COMMENTARY | "Is Congress Getting Dumber?" Those headlines have dominated the news this week, as The Sunlight Foundation found members of Congress have been dumbing down their speeches since 2005. Using a special scale, this group found senators and representatives have been using words with fewer syllables and sentences with fewer words.
A group designed to examine congressional accountability and transparency probably has something better to do. But it has touched off a debate about whether we have dumber Americans, dumber politicians or whether something else explains such verbal downgrades.
Theory 1: Congress Is Getting Dumber. So Congress is speaking at the level of a high school sophomore, whereas seven years ago, it was at the high school junior level. If such trends continue unabated, by 2080, they will speak to us as kindergarteners. But that doesn't mean Congress is getting dumber. Analysis by Scripps News Service reveals 95 percent of congressional members possess college degrees. Only 27 representatives and one senator do not have a college degree. Thirty-years ago, 48 representatives and seven senators did not have a college degree.
Theory 2: The American People Are Getting Dumber. That's a popular line, but the data don't support it. The number of Americans with a college degree is dramatically increasing. From 1940 to 2007, the National Center for Educational Statistics reported the jump in Americans with a college degree from less than 5 percent to nearly 30 percent. What about the educational knowledge of the other 70 percent of Americans? Another NCES study analyzes the illiteracy rate. In 1870, the illiteracy rate was 20 percent. By 1900, that number fell by half.
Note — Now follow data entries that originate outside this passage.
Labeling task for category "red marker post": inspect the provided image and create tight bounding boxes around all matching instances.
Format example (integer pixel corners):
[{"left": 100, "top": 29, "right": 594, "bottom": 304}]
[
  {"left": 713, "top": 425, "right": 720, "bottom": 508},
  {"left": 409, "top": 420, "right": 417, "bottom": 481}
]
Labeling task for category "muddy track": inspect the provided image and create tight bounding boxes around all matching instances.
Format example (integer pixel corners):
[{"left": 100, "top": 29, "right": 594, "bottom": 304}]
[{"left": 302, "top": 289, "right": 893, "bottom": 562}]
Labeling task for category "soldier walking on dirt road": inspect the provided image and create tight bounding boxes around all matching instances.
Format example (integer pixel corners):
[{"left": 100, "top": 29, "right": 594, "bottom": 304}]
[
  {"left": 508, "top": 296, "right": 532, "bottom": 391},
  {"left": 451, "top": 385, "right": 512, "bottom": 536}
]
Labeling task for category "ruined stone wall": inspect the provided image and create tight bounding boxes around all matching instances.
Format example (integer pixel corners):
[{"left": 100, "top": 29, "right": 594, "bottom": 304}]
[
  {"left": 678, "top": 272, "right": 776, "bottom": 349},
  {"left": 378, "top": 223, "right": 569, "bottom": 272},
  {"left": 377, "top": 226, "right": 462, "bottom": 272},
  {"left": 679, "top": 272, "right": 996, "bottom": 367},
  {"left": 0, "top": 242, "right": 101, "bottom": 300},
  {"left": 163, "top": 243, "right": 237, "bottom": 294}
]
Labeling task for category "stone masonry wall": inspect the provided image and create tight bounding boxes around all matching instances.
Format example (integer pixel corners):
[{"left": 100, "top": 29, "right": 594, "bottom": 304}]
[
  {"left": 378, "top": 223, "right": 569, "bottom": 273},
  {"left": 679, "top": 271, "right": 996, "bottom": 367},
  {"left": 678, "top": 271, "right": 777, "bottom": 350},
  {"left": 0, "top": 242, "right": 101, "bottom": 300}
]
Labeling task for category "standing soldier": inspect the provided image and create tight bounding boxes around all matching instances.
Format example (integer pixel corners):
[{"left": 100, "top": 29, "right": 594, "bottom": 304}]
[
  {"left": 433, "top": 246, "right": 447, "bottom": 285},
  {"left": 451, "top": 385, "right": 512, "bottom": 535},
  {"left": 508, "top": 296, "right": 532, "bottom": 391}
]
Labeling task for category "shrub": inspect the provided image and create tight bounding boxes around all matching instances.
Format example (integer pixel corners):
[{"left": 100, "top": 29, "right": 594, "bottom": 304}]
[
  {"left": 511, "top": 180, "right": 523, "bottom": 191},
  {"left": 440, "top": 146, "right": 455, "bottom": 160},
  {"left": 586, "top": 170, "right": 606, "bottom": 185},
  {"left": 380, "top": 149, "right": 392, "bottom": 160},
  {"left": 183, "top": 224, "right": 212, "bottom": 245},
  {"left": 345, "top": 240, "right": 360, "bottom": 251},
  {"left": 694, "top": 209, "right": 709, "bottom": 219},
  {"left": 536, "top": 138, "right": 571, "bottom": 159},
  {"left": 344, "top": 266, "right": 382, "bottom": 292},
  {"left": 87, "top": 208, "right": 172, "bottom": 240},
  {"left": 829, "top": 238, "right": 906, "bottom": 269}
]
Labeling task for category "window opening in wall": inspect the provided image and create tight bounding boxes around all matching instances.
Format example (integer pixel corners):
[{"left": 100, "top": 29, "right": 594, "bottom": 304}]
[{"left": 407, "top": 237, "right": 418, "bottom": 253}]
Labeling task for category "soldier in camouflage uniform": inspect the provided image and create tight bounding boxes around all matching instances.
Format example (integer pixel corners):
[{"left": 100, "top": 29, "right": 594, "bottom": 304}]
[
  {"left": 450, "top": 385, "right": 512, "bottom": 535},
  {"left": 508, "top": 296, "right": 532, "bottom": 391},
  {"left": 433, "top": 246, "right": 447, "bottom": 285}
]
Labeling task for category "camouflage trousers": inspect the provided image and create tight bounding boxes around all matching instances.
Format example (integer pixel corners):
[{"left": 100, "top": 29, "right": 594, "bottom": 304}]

By the 1970s, it was less than 1 percent.
Theory 3: Perceptions That Americans Are Getting Dumber Are On The Rise. Though the actual illiteracy rate is miniscule, there are plenty of unsubstantiated reports of higher numbers. On wiki.answers.com, someone posted "i have come across a website….it said in there that ¼ of the adult population -- that's about 44million - possess level 1 literacy skills (the lowest so far)." Another blogger claims our illiteracy rate is at least 13 percent, higher than China. Of the nearly 5 million hits on a search on the subject, most claim American illiteracy is much higher than it really is. Perhaps members of Congress believe these unsubstantiated reports and are simplifying their message accordingly. But given that Americans are much smarter these random website postings claim, Congress would really show its ignorance if it dumbed down its messages for that reason.